# got my modus cigar tool today.......



## azmadurolover (Apr 10, 2016)

very beefy.........quality product and sharp as frick......don't ask.......lol............
thanks @*curmudgeonista* for getting it here so fast.....not quite hoping for a plugged cigar, but i cant wait to use it.......the piggy nubber works, but this is legit!:grin2:


----------



## UBC03 (Nov 18, 2015)

Plus you can use this at the b&m and not get all the wtf looks, like when you whip out the pig nubber. Not that I'm not diggin pig.


----------



## Bird-Dog (Oct 16, 2009)

Thanks @*azmadurolover*. Hope you enjoy it!

I'm still a little surprised you didn't order the Maduro, what with it central to your ID. :noidea:

They both look great, if I do say so myself,. But I thought maybe I'd made a mistake when I saw your photos. Had to go back check order PM's to stop worrying.


----------



## UBC03 (Nov 18, 2015)

I was thinking of waxing mine with carnuba, to keep my grubby mitts from ruining the finish. I'm afraid it may look plastic if I put too much of a shine on it.


----------



## Bird-Dog (Oct 16, 2009)

UBC03 said:


> Plus you can use this at the b&m and not get all the wtf looks, like when you whip out the pig nubber. Not that I'm not diggin pig.


I'm getting the pig...


----------



## Bird-Dog (Oct 16, 2009)

UBC03 said:


> I was thinking of waxing mine with carnuba, to keep my grubby mitts from ruining the finish. I'm afraid it may look plastic if I put too much of a shine on it.


Shouldn't be much different than putting a nice finish on your briars.


----------



## UBC03 (Nov 18, 2015)

That's what I was thinking. But they get high gloss. But we'll see. .I'll do a before and after pic when I do it.


----------



## Bird-Dog (Oct 16, 2009)

UBC03 said:


> That's what I was thinking. But they get high gloss. But we'll see. .I'll do a before and after pic when I do it.


Do it. If you think it ruins it I'll replace it under warranty.


----------



## UBC03 (Nov 18, 2015)

It'll be fine. .I think that would be filed under "modification voids warranty"..now you've got me curious. .I'm gonna do it now. .cleaning my truck can wait.


----------



## Bird-Dog (Oct 16, 2009)

UBC03 said:


> It'll be fine. .I think that would be filed under "modification voids warranty"..now you've got me curious. .I'm gonna do it now. .*cleaning my truck can wait*.
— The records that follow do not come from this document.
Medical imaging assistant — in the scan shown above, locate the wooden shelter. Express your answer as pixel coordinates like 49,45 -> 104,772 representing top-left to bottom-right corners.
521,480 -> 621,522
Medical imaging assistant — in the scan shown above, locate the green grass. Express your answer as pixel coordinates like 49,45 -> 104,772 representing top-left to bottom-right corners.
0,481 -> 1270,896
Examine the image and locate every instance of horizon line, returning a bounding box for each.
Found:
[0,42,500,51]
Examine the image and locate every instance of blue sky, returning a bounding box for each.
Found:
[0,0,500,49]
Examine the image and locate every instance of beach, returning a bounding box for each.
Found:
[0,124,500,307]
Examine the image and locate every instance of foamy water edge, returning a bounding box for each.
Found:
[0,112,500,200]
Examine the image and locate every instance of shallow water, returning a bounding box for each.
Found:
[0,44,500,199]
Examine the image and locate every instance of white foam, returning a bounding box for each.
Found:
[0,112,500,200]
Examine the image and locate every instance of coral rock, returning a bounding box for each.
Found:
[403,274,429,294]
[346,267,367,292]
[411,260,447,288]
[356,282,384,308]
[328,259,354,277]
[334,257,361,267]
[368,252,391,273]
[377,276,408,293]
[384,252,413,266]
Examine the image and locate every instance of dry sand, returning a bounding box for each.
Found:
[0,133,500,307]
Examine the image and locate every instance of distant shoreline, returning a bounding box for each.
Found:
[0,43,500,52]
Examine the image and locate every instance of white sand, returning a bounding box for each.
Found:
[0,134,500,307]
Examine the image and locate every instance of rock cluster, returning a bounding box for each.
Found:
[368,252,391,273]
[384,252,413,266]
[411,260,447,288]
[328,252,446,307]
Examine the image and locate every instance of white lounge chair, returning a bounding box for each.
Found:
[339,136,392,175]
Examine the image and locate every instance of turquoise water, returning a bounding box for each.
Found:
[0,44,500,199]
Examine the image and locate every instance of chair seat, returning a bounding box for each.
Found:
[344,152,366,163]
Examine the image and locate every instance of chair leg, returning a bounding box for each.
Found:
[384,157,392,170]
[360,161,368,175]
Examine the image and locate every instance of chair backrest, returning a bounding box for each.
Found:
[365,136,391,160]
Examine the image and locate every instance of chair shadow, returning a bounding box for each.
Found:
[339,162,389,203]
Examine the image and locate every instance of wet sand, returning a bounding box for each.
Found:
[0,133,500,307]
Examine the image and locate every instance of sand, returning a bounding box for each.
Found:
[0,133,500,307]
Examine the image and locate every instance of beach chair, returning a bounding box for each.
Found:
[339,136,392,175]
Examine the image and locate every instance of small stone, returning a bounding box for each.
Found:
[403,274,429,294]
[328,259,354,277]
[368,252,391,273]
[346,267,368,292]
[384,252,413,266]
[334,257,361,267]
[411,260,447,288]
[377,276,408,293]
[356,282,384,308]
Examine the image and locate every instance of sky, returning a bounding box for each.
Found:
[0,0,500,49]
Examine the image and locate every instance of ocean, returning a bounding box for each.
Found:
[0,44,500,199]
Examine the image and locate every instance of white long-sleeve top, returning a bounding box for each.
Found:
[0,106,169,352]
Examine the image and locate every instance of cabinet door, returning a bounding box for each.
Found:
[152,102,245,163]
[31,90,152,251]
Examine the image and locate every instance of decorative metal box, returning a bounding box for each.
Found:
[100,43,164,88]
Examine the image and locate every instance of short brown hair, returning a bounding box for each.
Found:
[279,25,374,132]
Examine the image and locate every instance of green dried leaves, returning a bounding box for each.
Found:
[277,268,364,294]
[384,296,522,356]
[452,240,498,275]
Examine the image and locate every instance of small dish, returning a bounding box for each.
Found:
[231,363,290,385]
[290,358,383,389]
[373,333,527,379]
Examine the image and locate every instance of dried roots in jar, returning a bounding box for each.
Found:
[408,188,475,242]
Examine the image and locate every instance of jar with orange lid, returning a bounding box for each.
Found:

Any excuse is a good excuse, eh?


----------



## azmadurolover (Apr 10, 2016)

curmudgeonista said:


> Thanks @*azmadurolover*. Hope you enjoy it!
> 
> I'm still a little surprised you didn't order the Maduro, what with it central to your ID. :noidea:
> 
> They both look great


 i just really like the Rosado color......looks classy.......


----------



## azmadurolover (Apr 10, 2016)

UBC03 said:


> Plus you can use this at the b&m and not get all the wtf looks, like when you whip out the pig nubber. Not that I'm not diggin pig.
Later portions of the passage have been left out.